Perry Rhodan in der Analyse:Unterm Helm des Fortschritts

2300 Episoden, eine Milliarde verkaufter Hefte: Was eigentlich fasziniert an Perry Rhodan? Das darf jetzt wohl als erforscht gelten.

Ralf Dombrowski

Von Eckhard Schwettmann erwartet man keine Objektivität. Bevor er 1996 beim Pawel Moewig Verlag anfing, um zunächst als Marketing-Mann, dann als Verlagsleiter die Perry Rhodan Reihe auf Vordermann zu bringen, hatte der studierte Historiker aus Bochum seine Lehrjahre als Plattenpromoter und Journalist hinter sich gebracht.

Perry Rhodan

Behaftet mit dem Stigma des Trivialen, nun analytisch geliftet: Perry Rhodan

Unter seiner Ägide expandierten die Science-Fiction-Heftchen und Romane in Russland, China, Brasilien und den USA und schafften den medialen Anschluss an den PC-, CD- und Hörbuchmarkt. Zwar hat er inzwischen den Arbeitgeber gewechselt. Seinem sorgsam gehegten Serienhelden und dessen ¸¸Perryversum" hält er jedoch mit wohlwollender Loyalität die Treue.

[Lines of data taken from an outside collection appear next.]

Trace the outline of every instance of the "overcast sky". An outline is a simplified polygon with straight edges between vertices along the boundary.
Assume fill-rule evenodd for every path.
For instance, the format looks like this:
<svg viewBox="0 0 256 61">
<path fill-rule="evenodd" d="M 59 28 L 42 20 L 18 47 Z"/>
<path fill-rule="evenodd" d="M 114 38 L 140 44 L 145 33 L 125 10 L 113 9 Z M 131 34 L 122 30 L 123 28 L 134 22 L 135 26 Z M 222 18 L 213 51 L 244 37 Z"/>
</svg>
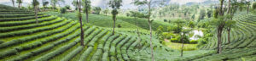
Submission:
<svg viewBox="0 0 256 61">
<path fill-rule="evenodd" d="M 15 0 L 16 1 L 16 0 Z M 23 3 L 31 3 L 32 0 L 23 0 Z M 38 0 L 39 3 L 42 2 L 42 0 Z M 50 1 L 50 0 L 46 0 L 46 1 Z M 65 4 L 67 5 L 72 5 L 72 2 L 73 0 L 65 0 Z M 92 6 L 96 6 L 96 7 L 103 7 L 106 6 L 104 5 L 106 3 L 107 0 L 90 0 L 91 1 L 91 5 Z M 134 8 L 133 5 L 130 4 L 133 0 L 123 0 L 123 6 L 122 8 Z M 195 3 L 201 3 L 206 0 L 171 0 L 171 3 L 178 3 L 179 4 L 184 4 L 189 2 L 195 2 Z M 7 2 L 11 2 L 11 0 L 0 0 L 0 3 L 7 3 Z"/>
</svg>

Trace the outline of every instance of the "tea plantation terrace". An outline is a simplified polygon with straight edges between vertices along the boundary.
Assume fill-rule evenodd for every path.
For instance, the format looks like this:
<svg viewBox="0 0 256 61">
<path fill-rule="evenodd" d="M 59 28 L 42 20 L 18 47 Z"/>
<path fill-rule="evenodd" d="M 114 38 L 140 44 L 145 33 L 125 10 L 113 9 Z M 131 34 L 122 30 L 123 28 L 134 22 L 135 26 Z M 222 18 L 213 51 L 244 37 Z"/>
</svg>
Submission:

Man kann daher von Eckhard Schwettmann keine Objektivität erwarten, und das ist auch gut so. Denn aller Wahrscheinlichkeit nach wäre das schrecklich langweilig. Man würde dann wohlmöglich etwas über Eskapismus lesen, über zwar humanistisch ambitionierte, aber im Kern naive Gegenweltentwürfe zu den Aporien der Gegenwart, wahrscheinlich auch einiges über erzählstrukturelle Einfalt, sich wiederholende Motivmuster, über Hermetisierung der Sprache und stilistische Schlichtheit.

Unterm Helm des Fortschritts

Doch darum geht es nicht, denn ¸¸Allmächtiger! - Faszination Perry Rhodan" ist ein Prachtband für die Fangemeinde, ein finaler Coup des scheidenden Marketing-Spezialisten zum 45-jährigen Jubiläum der Groschenroman-Serie im September dieses Jahres. Und er bedient sich geschickt der Möglichkeiten der Rhetorik, um dem Stigma des Trivialen zu begegnen, das dem Medium des wöchentlich erscheinenden Fortsetzungsromans von jeher anhaftet. Zunächst hebt eine bunte, sehr lückenhafte Einleitung über Raumfahrt und Science Fiction an sich das Thema auf den Sockel des Populärwissenschaftlichen.

Gründungsmythen von 1961 werden beschrieben, als die ersten Geschichten um den bewusst amerikanisch gehaltenen, aber aus süddeutscher Ideenschmiede stammenden US-Spaceforce Major Perry Rhodan eine Bedürfnislage der fortschrittsfanatischen und ideologisierten Ära des Kalten Krieges trafen. Rudimentär wird der Inhalt von mehr als 2300 Episoden gestreift, ganze Kohorten von Zeichnern, Designern und Autoren werden einzeln vorgestellt, dürfen sich äußern und zur Devotionalie bekennen. Man erfährt viel über Fanclubs, Vertriebswege und die von Schwettmann maßgeblich mitinitiierte Produktpalette des Perry Rhodan-Merchandisings.

Über allem schwebt schließlich die magische Zahl von weltweit bislang über eine Milliarde verkaufter Hefte. So ist ¸¸Allmächtiger! - Faszination Perry Rhodan" eine auf Foliantenformat gebrachte Produktpräsentation, reich bebildert, ansprechend nach den Regeln moderner Sachbuchgestaltung aufbereitet und mit reichlich affirmativem Material zum Thema ausgestattet.

Wer sich daran nicht stört, wird viel Freude an dem Jubel-Band haben. Eine wirkliche Analyse des Phänomens, die sich auch hinter dem Titel hätte verstecken können, bleibt aus.

ECKHARD SCHWETTMANN: Allmächtiger! Faszination Perry Rhodan. Koch International/Hannibal Verlag, Höfen 2006. 352 Seiten, 49,90 Euro.